Representatives from Langley Seniors Community Action Table and Triple A Seniors Housing spoke to Township council on June 26 about the importance of creating affordable housing for seniors. Langley Times File Photo

Affordable housing ‘significant issue’ for seniors in Langley

Advocacy groups urge Township council to support affordable housing motion by Coun. Petrina Arnason

Seniors living in the Township of Langley need more affordable housing options.

That was the message sent to council on June 26, following delegations at both their afternoon and evening meetings.

Kathy Reddington, co-chair of the Langley Seniors Community Action Table (LSCAT) and Marilyn Fischer of Triple A Seniors Housing came to council to voice their support for an affordable housing motion tabled by Coun. Petrina Arnason.
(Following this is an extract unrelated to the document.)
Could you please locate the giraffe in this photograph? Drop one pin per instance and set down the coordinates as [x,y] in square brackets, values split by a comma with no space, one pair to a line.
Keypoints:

In that motion — which was passed unanimously later that night — Arnason requested that council hold a council priorities committee meeting to discuss creating a framework for affordable housing protocols. This would include identifying specific criteria, policies and negotiating tools as it relates to the rezoning process, along with an engagement strategy for stakeholders.

Her motion comes just as Langley’s real estate market hits the $1 million mark for the average price of a detached single family home. The benchmark price for a townhouse is now $464,300, and for an apartment, $311,000.

Reddington said that affordable housing for seniors “has become a significant issue in Langley” and has been a primary focus for LSCAT since 2012.

“According to Canada mortgage and housing data, even in 2013, in Langley a person (aged) 65 plus at median income had to spend $52 more than his 30 per cent of income for median rent on a one bedroom,” Reddington said. “We can just imagine what that’s like today.”

She also requested that LSCAT take a “key role” in engaging with Langley seniors and the Township on this issue.

Fischer, too, relayed the importance of affordable housing to council.

“Though we recognize that current market conditions have led to a critical reduction in the availability of affordable housing for all, seniors, particularly those without housing equity, are suffering and becoming hopeless — and even homeless — due to exorbitant rent increases,” she said.

“… When we refer to Triple A Seniors Housing, we are not referring to for-profit or subsidized, independent or supportive housing, specifically. But to a range of affordable, accessible and appropriate housing options to meet the needs and preferences of older residents in our community.”